Long distance electron transfer

Abstract

Quantum mechanical models to treat long distance electron transfer are being developed. The model is based on the theory of R.A. Marcus. Our contribution is in the calculation of the electron coupling factor k. Estimations of the latter number, as well as the bond and solvent relaxation energies, λi and λo, respectively, are necessary to be able to calculate the rate constant for a reaction of the conductivity in an electric field. k may be approximately calculated from orbital energy differences at avoided crossings between orbitals localized in different parts of the system.
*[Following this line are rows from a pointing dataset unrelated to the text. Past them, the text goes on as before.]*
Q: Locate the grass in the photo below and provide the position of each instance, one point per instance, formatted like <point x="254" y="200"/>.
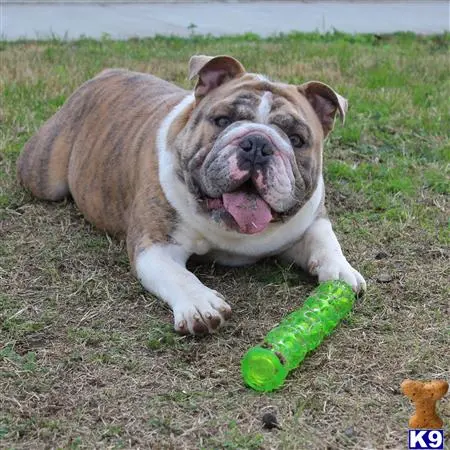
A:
<point x="88" y="359"/>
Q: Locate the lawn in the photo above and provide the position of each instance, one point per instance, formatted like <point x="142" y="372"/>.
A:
<point x="88" y="359"/>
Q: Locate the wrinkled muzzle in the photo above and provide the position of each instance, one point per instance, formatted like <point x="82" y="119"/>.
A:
<point x="250" y="173"/>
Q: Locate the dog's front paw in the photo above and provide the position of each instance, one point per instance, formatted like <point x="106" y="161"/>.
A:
<point x="337" y="269"/>
<point x="203" y="311"/>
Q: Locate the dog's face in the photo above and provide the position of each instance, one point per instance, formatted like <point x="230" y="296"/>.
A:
<point x="250" y="150"/>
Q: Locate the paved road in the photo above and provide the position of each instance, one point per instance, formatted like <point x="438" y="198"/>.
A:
<point x="138" y="20"/>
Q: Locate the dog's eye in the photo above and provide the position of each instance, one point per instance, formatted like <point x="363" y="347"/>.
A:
<point x="296" y="140"/>
<point x="222" y="121"/>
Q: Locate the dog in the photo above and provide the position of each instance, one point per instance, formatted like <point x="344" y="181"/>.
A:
<point x="230" y="172"/>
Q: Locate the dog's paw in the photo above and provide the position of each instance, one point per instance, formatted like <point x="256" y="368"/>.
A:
<point x="203" y="311"/>
<point x="338" y="269"/>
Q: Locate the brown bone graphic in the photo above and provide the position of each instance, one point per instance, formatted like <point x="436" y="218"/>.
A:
<point x="424" y="396"/>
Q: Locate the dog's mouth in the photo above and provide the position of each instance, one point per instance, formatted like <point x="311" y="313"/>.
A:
<point x="248" y="211"/>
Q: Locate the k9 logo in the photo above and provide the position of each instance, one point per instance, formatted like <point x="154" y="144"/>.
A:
<point x="428" y="439"/>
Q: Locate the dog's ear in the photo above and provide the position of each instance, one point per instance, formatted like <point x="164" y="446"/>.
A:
<point x="212" y="71"/>
<point x="325" y="102"/>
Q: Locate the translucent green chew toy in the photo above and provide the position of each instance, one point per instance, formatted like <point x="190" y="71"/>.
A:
<point x="265" y="367"/>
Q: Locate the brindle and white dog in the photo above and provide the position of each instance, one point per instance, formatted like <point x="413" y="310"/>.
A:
<point x="231" y="171"/>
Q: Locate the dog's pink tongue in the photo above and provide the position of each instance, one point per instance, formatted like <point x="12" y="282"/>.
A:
<point x="249" y="210"/>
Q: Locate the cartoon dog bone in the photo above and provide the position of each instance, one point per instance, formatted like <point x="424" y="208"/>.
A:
<point x="424" y="396"/>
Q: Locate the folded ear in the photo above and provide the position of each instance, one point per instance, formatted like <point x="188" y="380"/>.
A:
<point x="212" y="71"/>
<point x="326" y="102"/>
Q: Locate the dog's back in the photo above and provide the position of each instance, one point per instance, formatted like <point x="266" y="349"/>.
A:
<point x="100" y="127"/>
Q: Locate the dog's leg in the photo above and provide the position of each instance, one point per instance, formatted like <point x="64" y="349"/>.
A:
<point x="319" y="253"/>
<point x="160" y="264"/>
<point x="196" y="308"/>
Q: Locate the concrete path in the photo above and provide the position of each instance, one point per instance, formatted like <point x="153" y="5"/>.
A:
<point x="123" y="21"/>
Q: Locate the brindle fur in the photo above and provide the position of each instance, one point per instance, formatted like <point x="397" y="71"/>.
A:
<point x="100" y="147"/>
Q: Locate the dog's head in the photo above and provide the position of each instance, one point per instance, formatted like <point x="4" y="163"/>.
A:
<point x="250" y="150"/>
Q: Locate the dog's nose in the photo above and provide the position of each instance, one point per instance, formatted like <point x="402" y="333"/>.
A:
<point x="256" y="148"/>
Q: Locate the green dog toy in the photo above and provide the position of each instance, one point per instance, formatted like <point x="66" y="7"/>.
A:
<point x="265" y="367"/>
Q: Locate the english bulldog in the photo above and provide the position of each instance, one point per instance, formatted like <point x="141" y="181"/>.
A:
<point x="231" y="172"/>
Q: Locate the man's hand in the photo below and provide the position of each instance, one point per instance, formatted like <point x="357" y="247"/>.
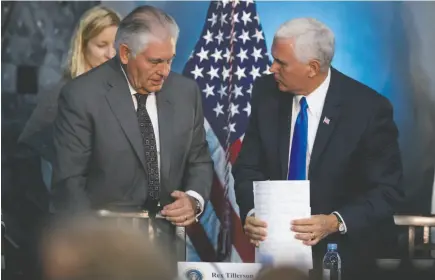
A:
<point x="181" y="212"/>
<point x="255" y="230"/>
<point x="314" y="229"/>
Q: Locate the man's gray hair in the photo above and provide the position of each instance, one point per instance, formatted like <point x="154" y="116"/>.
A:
<point x="144" y="24"/>
<point x="312" y="40"/>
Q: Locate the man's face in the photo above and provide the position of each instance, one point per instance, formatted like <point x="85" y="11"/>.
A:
<point x="149" y="69"/>
<point x="290" y="74"/>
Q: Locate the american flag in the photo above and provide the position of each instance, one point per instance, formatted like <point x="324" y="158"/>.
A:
<point x="230" y="54"/>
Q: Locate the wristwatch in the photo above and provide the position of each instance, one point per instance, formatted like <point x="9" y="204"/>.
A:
<point x="341" y="228"/>
<point x="197" y="206"/>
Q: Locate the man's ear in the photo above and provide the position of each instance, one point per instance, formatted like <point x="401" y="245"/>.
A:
<point x="124" y="53"/>
<point x="314" y="68"/>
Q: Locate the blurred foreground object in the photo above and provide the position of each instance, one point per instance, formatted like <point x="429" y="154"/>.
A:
<point x="90" y="248"/>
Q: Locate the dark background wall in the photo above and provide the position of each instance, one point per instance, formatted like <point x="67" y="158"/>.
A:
<point x="35" y="41"/>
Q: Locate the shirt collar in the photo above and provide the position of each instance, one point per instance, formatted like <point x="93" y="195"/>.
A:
<point x="132" y="90"/>
<point x="316" y="99"/>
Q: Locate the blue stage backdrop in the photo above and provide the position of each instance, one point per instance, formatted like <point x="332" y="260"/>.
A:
<point x="386" y="45"/>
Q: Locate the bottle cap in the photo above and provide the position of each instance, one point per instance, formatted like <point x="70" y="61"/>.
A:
<point x="332" y="246"/>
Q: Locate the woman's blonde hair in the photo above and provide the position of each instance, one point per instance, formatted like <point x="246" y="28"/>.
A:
<point x="92" y="23"/>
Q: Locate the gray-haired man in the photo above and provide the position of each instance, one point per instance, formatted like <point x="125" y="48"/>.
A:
<point x="129" y="135"/>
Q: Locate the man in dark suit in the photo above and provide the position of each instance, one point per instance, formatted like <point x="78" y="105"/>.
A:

A novel spectroscopic NDO method is suggested in which one may include any atom of the periodic table. Another problem discussed is the inclusion of electronic relaxation effects of the solvent or protein in the calculation. Applications are made to systems where metal ions are connected by organic bridges of different kinds such as dipyridine with coplanar and perpendicular pyridyl groups. As expected the electronic factor depends strongly on the conformation of the bridge. A strong conformational dependence is also obtained for a saturated bridge of the type NH2 · (CH2)n · NH2. In another study we use an α helix as a bridge between two metal ions. If one glycine in this α-helix is substituted by phenylalanine the electronic factor increases by factors of 1.5–10. It is suggested, however, that larger enhancement factors are possible if an aromatic group is positioned in a favorable way. The CNDO/S method is used to study the charge separation process in a bichromophoric molecule and in the reaction center (RC) of Rhodopseudomonas viridis. In those cases where the electronic coupling is large enough for the charge transfer states to be seen in the spectrum, the calculated results agree well with the experimental ones, but suggest a novel assignment. The CNDO/S results verify that electron transfer is possible through saturated spacers. In the special pair of RC the S1 state is calculated at approximately the correct position. Like the ground state, it has a delocalized character.